The Australian dollar tumbled to a near three-year low after the Reserve Bank of Australia kept the door open to interest rate cuts and tried to talk down the currency.
“Expectations on the Fed’s policy will probably go back and forth, depending on upcoming economic numbers. Still, it seems reasonable to think U.S. bond yields are gradually rising, which should underpin the dollar,” said a trader at a Japanese bank.
The dollar index stood at 83.045, almost flat on the day and a tad below the four-week peak of 83.344 reached on Friday, with support seen at 82.915, the bottom of the daily Ichimoku charts.
The euro held firm for now at $1.3062 after a 0.4 percent gain on Monday, keeping some distance from last week’s trough of $1.29845, its lowest since early June.
The common currency was helped by Monday’s euro zone manufacturing reports, which showed encouraging signs out of debt-burdened peripheral euro zone countries such as Spain and Italy.
Nevertheless, the euro stayed below chart resistance at $1.3106, the 100-day moving average, and the 200-day average at $1.3074.
The euro firmed against the yen to reach a three-week high of 130.485, testing resistance around 130.45, the 61.8 percent retracement of its May 22 - June 13 decline. It last stood at 130.44.
The U.S. ISM report also rebounded from an unexpected contraction in May.
But hiring was the weakest in nearly four years, underscoring the challenges facing the U.S. economy. The Fed has made unemployment a key barometer for when it might start scaling back on asset buying.
Which is why the market is likely to become thinner and thinner into the monthly payrolls report on Friday.
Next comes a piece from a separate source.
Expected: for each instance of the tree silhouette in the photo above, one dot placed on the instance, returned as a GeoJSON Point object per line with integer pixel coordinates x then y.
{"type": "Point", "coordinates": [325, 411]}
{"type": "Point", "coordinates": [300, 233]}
A strong reading would boost the dollar by fanning speculation about an early paring back of the Fed’s $85-billion-a-month bond-buying.
In contrast, the European Central Bank is likely to emphasise at its monthly meeting on Thursday that the euro zone economy still needs help.
The dollar ticked up 0.15 percent to 99.81 yen, near a four-week high of 99.87 hit on Monday, thanks to improved risk sentiment after solid manufacturing data from U.S., Europe and Japan, though it has been unable to break strong offers in the 99.90/100.00 area for now.
Although the yen is seen under pressure from the Bank of Japan’s aggressive monetary easing, traders say the market may need a fresh impetus to sell the Japanese currency after its steep decline in the past half year.
Concerns over a slowdown in China and other emerging markets could sour investors’ risk sentiment and spark another rally in the yen, as it did in May, said Takako Masai, forex manager at Shinsei Bank.
“I do not expect the yen to sharply weaken beyond 100 per dollar,” she said, noting that two-year yield gap between the two currencies remained small by historical standards, despite recent rise in U.S. bond yields.
The Australian dollar fell 0.7 percent to $0.9172, stepping back towards a three-year low of $0.9110 hit on Monday after the RBA said the currency is still high, despite a 13 percent fall against the U.S. dollar since April.
It left the main cash rate steady at a record low 2.75 percent for a second month as expected.